I cannot shake the feeling that this is nomination/confirmation process is going to be super-ugly... like Robert Bork ugly (since he was basically bounced out of consideration for being... GASP!... conservative).
Regardless of whether you are Democrat or Repbulican, this turning into a slugfest does zero to get top-flight jurists onto the USSC. Everything is so ridiculously scrutinized and pored over now... not to see if they have a keen legal mind, but to review their decisions through the political lens of the day. Any potential candidate practically has to have lived the life of a monk and never had an opinion about anything in order to survive the inevitable trial by fire.
What I find to be sort of weird about the arguments ya'll have presented so far, is your faith that Bush will appoint a justice who WON'T legislate from the bench. I share your dislike of this practice, but I find it unlikely that the tide will be turned by Bush appointees. This administration hasn't been particularly conservative (in any sort of traditional sense) so far and I find it unlikely that they'll suddenly start now.
Maybe I'm being overly pessimistic, but the consistent erosion of personal freedom and rise of government power has been a bi-partisan effort and will probably continue unabated. As for Gonzalez, a guy who supports secret military trials and indefinite detentions doesn't seem like much of a conservative to me! Of course, I'm not as smart as you guys and I should probably watch the mainstream news more often so I can develop the correct opinions and analysis before I post.
This is a valid point. One person's judicial activism is another person's "correct interpretation" of the law.
The other thing to remember is that most judges, regardless of political leanings, realize that overturning precedent is a big deal.

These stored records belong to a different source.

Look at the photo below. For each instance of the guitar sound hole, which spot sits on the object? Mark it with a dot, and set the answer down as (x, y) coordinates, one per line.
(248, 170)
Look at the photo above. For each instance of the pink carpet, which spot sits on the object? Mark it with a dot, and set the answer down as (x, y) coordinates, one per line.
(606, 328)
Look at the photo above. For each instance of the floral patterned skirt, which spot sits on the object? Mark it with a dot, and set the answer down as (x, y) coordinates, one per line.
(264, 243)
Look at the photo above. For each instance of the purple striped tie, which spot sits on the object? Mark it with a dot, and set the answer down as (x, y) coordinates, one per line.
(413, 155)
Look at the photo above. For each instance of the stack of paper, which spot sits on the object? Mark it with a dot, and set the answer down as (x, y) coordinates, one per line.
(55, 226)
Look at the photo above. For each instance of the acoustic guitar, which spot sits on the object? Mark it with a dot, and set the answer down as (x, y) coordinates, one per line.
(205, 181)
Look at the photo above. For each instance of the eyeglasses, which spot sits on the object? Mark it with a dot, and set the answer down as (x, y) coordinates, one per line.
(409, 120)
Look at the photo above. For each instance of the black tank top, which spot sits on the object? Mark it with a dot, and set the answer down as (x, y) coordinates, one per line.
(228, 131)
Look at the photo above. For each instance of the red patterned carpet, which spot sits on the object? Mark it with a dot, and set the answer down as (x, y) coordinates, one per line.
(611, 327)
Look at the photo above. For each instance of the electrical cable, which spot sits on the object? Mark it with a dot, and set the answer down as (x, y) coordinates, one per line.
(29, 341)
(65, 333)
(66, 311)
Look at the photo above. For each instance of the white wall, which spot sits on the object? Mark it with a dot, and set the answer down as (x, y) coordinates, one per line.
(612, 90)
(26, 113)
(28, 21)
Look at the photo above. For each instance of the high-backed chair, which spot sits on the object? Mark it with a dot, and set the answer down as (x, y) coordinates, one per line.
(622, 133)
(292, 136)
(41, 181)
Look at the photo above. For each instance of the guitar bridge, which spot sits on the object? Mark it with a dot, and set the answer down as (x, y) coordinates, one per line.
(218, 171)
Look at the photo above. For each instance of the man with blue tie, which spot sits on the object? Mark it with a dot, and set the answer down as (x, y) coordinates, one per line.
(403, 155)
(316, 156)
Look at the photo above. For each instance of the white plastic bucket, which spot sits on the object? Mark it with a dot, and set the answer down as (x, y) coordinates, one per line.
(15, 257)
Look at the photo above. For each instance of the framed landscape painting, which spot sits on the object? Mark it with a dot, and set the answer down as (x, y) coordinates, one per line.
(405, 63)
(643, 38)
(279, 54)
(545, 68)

In fact, overturning past precedent, especially precedent that has been around for several years, is itself a form of judicial activism that disrupts the legal system.
Finally, people who are either worried or excited, depending on political leanings, about the prospect of overturning Roe v. Wade are in for a surprise. First, a case that may implicate that decision must reach the USSC. Second, overturning Roe will not make abortion illegal -- no court, not even the USSC, can make new criminal laws.

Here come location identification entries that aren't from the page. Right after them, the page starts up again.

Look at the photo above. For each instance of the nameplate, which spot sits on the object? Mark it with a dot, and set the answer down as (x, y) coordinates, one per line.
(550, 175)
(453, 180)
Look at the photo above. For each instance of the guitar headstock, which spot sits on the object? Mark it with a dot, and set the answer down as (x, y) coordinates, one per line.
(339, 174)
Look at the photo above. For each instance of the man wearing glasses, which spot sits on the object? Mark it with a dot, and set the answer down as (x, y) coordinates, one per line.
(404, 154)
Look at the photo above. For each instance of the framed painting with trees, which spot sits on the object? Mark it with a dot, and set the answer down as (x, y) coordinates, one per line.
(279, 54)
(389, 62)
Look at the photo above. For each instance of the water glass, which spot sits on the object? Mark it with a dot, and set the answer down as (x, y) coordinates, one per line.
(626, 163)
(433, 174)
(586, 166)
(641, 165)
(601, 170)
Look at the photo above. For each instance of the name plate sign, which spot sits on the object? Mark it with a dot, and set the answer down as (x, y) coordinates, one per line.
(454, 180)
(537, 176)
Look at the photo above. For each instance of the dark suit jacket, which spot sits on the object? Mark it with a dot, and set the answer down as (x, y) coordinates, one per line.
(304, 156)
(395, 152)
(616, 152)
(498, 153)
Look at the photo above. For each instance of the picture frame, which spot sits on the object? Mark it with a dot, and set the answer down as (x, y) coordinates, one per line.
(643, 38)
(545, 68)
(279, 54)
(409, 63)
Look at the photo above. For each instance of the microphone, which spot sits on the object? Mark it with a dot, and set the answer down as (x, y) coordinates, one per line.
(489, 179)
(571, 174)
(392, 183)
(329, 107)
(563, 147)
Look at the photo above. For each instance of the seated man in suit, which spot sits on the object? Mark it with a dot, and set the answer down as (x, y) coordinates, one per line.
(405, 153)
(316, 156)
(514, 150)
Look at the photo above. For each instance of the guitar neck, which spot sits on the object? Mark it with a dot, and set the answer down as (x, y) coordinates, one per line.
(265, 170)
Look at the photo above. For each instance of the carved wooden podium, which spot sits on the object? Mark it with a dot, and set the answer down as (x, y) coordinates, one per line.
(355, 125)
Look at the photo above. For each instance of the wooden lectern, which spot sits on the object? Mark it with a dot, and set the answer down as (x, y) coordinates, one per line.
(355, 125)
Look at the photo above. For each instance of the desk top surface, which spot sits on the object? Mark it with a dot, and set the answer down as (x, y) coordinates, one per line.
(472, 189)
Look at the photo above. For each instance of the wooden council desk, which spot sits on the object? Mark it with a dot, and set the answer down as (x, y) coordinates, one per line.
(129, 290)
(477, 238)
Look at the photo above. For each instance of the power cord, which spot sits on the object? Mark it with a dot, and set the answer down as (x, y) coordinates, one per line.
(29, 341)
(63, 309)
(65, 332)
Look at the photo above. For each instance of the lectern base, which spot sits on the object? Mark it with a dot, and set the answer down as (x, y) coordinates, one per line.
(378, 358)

Overturning Roe will simply allow the states to pass laws on the matter. I think any attempt by Congress to legislate the matter would raise a Commerce Clause issue, and even a conservative jurist would recognize that abortion is not a federal matter.
Lastly, even if a state passes laws on the matter, that state's supreme court could declare that the law violates the state constitution. So, no one needs to hold their breath over this upcoming nomination.
Whether you consider yourself on the left or right, this is huge.
O'Connor was arguably the most influential Justice since she was the swing vote, ie, she was the fifth vote in all the 5-4 decisions that have so strongly characterized the Supreme Court for the recent past. The unique thing about O'Connor was she could be difficult to peg on cases, you couldn't be certain whether she would side with left or right. (Kind of sad that matters of constitutionality in this country can now be identified as such.)
If Bush gets a staunch conservative in there, it will still be 5-4, but much more consistently on the right side of ledger. On its face, this appears to be the right's dream come true, but there is the wild card factor-- the next Justice could turn out to be another swing voter, or be a complete surprise in how they decided cases, like Earl Warren.
One things for certain, we're in for some seriously ugly politicing.
The judiciary hasn't been balanced since FDR's court packing back in the 30's and 40's.
The people voted conservative - nothing anyone can do about that until the next election. My guess is that you will be even more upset than you are now about the conservative tilt in the legislative branch.
But the judiciary is different. Lifetime appointments make the selection process very important. Being that Bush is fairly conservative, I should expect him to nominate people that reflect his viewpoints.
As for the tough-guy posturing of the Dem leadership: what a freaking joke. Consult with us before you make a nomination? Fuck off. My vote goes for the Repubs to go nuclear at the first sign of a Gin-Nosed Ted/Reid led filibuster.